If you’ve started shopping around for a personal loan or a car loan, you’ve probably come across the terms secured and unsecured loans. Security, in the realm of loans, refers to granting rights over an asset that has some financial value. Access to that asset therefore offers a lender the security that money can be repaid through the sale of the asset.
What is a secured loan?
Secured loans are often granted for purchases of assets with value like cars, equipment or houses. The asset being purchased often becomes security for the loan. If for any circumstance, the borrower fails to repay the loan, the lender is able to sell the secured asset in order to recover and apply proceeds against the full amount borrowed.
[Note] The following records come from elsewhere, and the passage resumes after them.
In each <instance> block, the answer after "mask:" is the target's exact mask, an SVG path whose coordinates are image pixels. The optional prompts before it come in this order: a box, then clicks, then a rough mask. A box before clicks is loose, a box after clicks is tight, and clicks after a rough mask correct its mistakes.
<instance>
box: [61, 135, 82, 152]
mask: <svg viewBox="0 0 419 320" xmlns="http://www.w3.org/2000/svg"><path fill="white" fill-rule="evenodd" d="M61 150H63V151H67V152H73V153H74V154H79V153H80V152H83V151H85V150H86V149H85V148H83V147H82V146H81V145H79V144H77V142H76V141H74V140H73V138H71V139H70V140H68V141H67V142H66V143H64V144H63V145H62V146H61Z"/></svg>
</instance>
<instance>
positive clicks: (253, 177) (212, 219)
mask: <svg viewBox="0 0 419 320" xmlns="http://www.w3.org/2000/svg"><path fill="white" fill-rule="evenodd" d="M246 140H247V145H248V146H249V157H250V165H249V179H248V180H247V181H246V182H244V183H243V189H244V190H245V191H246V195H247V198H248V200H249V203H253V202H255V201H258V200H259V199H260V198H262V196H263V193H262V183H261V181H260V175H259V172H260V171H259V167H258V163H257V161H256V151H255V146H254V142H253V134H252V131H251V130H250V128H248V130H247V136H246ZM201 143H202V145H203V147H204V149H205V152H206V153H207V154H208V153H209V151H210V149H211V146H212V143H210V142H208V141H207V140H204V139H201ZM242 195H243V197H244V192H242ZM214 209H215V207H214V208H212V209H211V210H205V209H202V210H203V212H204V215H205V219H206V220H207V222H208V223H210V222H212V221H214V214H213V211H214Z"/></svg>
If the sale of the asset does not cover the amount owing, then the borrower will still owe the short fall.
What is different about an unsecured loan?
Unsecured loans are riskier for lenders because no security item is provided by the borrower. Because of this risk, unsecured loans generally come with a higher interest rate than secured loans.
Who are unsecured loans for?
Unsecured loans are often granted for small amounts and to individuals for discretionary purchases such as home improvements. Some banks will offer unsecured loans for cars at either fixed or variable rates. Family members can act as guarantors for unsecured loans, which means they are willing to pay if the borrower is unable to make the repayments.
Secured car loans
The most common type of car loan is a secured one. The interest rates on secured car loans is usually fixed, which means that your repayment amounts will stay the same, and you will likely pay a lower interest rate than with an unsecured car loan.